Poorest regions 'will suffer most from tax credit cuts'
The poorest parts of the country will suffer most from the Government's tax credit cuts, according to a new study.
Research by the TUC showed that the biggest impact will be in Northern Ireland, where the average loss to claimants will be £1,480.
The region has the lowest average income per head of anywhere in the country so will be disproportionately hit, said the union organisation.
Average losses in London will be £1,110, around £1,410 in the North East, and a similar amount in Yorkshire and the Humber.
The TUC said more than £4.5 billion will be cut from workers who receive tax credits as a result of the planned cuts.
Officials warned that regional pay inequalities will widen.
TUC general secretary Frances O'Grady said: "This research makes clear that as well as making families suffer, the tax credit cuts will make regional inequalities worse. The households who will lose the most are those already in low-income areas.
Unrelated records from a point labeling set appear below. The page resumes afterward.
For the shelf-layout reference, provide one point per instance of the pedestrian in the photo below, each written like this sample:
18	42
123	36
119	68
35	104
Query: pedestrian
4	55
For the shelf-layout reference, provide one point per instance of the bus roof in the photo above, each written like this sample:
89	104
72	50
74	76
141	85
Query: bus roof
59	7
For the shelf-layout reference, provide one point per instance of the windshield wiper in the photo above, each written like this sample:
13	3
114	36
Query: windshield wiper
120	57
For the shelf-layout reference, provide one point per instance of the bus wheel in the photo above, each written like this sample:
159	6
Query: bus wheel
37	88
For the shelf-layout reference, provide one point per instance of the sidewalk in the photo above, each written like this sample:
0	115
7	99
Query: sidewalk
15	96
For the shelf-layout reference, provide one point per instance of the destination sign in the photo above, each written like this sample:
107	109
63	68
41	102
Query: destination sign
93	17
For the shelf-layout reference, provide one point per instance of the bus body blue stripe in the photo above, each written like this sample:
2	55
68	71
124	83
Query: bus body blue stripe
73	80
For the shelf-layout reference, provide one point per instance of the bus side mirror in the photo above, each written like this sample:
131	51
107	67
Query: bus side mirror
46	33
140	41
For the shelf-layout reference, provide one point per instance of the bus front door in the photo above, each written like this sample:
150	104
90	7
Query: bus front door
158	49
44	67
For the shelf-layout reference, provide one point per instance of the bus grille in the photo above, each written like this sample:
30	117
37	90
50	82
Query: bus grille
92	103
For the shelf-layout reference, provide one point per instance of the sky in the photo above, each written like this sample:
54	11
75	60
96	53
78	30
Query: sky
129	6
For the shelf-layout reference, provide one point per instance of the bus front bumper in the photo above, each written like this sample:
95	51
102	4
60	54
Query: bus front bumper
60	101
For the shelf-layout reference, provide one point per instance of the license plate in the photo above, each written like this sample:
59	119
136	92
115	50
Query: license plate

"Instead of cuts that target the UK's lowest-paid communities, the Government should channel more support towards them.
"The Prime Minister and the Chancellor seem to be the last people in Britain who still think the tax credit cuts are a good idea. They don't seem to understand that people in work deserve a decent income. These cuts should be ditched altogether."
The average losses are calculated for a year from next April when the cuts are due to come into force and range from £1,110 in London, around £1,200 in the South West and South East, around £1,300 in the Midlands, just under £1,400 in Wales, Scotland and the North West to £1,480 in Northern Ireland.